How to Reinforce Montessori Practical Life Training

Contributor
By Carole Vansickle
eHow Contributing Writer
(1 Ratings)
Children will happily keep their living environment clean and beautiful if you simply give them the option and the skills to do so.
Children will happily keep their living environment clean and beautiful if you simply give them the option and the skills to do so.

Montessori practical life training involves preparing children to care for themselves and take an active, independent role in their own health, hygiene and well being. It also helps them become active participants in their households from a very young age. These skills are taught in Montessori schools, but they must be reinforced at home for the child to truly benefit from the skills and mindset that Montessori practical life lessons encourage. Parents have a responsibility to reinforce this training with their own behavior to help their children grow in a healthy and independent manner.

Difficulty: Easy
Instructions

Things You'll Need:

  • Easily accessible cleaning tools
  1. Step 1

    Speak in a positive manner about your own housework. It is important that young children not learn from adults to view their household responsibilities as chores, but rather tasks that are pleasant because they make the entire house run more smoothly. This will help them approach their tasks with a positive attitude rather than as something to be avoided.

  2. Step 2

    Keep cleaning supplies in a child-accessible area. For a child to clean up inadvertant messes or perform simple tasks such as dusting or wiping down furniture, he must be able to locate and access cleaning supplies such as dustpans, brooms, mops, rags and, once you have explained their proper use, even safe, organic cleaning fluids.

  3. Step 3

    Practice safe cleaning practices. Make sure that when you introduce your child to a new cleaning activity that you are very clear about how it must be performed. For example, you might encourage her to wear gloves to keep cleaning fluids off her hands and dirty items from touching her skin. Also emphasize hand washing before and after cleaning and make sure that there is a safe, convenient location where a child can dispose of trash.

  4. Step 4

    Limit responsibilities. Young children should have specific and limited tasks. For example, a child might be responsible for putting away toys in his room. If so, there should be a designated spot for each toy. Similarly, a child can be responsible for sweeping the floor, but you should not make him also responsible for mopping until he has mastered sweeping.
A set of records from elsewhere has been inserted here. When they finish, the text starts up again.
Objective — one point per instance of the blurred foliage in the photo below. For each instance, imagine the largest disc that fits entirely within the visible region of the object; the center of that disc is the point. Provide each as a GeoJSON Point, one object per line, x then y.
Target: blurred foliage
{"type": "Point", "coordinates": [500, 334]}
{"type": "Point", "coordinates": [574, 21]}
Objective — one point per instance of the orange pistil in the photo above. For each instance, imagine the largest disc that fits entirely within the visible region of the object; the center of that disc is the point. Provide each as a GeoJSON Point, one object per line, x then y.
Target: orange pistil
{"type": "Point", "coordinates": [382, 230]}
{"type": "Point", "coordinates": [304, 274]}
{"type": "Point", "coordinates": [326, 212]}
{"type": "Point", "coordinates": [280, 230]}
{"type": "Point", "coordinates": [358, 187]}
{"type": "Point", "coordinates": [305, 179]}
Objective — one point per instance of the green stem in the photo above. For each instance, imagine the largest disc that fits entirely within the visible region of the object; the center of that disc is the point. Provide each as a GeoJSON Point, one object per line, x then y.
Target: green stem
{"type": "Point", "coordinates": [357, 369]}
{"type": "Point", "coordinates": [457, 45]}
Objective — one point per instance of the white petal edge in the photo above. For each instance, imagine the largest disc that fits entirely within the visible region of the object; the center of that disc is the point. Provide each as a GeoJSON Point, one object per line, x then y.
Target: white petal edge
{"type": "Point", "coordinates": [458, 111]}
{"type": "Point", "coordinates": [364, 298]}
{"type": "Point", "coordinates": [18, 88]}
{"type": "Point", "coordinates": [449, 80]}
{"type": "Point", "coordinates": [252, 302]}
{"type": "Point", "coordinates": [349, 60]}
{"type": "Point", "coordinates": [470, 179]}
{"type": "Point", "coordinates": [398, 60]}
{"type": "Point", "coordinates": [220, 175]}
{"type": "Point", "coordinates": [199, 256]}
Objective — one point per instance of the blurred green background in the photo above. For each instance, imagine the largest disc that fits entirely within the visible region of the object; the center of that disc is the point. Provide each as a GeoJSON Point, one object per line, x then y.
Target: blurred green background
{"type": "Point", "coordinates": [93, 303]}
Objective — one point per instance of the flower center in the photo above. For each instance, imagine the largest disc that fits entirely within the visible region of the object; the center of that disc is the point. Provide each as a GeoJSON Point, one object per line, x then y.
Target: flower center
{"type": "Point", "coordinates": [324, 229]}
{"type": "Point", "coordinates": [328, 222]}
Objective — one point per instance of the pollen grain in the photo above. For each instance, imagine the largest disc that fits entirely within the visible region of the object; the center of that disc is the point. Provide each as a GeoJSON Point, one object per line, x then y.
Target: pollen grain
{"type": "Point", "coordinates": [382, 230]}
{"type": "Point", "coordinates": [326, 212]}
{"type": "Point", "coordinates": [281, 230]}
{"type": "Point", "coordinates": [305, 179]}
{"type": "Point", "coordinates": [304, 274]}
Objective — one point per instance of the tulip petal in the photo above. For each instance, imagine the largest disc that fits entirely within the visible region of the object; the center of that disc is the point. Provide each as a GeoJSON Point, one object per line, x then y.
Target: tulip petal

If he has too many choices, then he may become too distracted to accomplish any of them.

  5. Step 5

    Express delight rather than direct praise. Direct praise can accidentally take the form of an address to an inferior member, or imply that the child has done you a favor rather than performed a task that by rights should be hers. Instead of saying, "Thank you for cleaning the table," you might phrase the positive reinforcement in this way: "Isn't it wonderful that we have such a nice, shiny table? It is wonderful to have someone helping me."

Tips & Warnings
  • While children who have had practical life training are more self sufficient, they are not ever like small adults. As a result, you will still need to help them with tasks and you may need to keep an eye on their level of hygiene, since they may wash their hands thoroughly but do so after eating dirt!
  • If you have children too young to understand the safe use of cleaning products, assign children tasks that do not involve using cleaning fluids--even organic ones.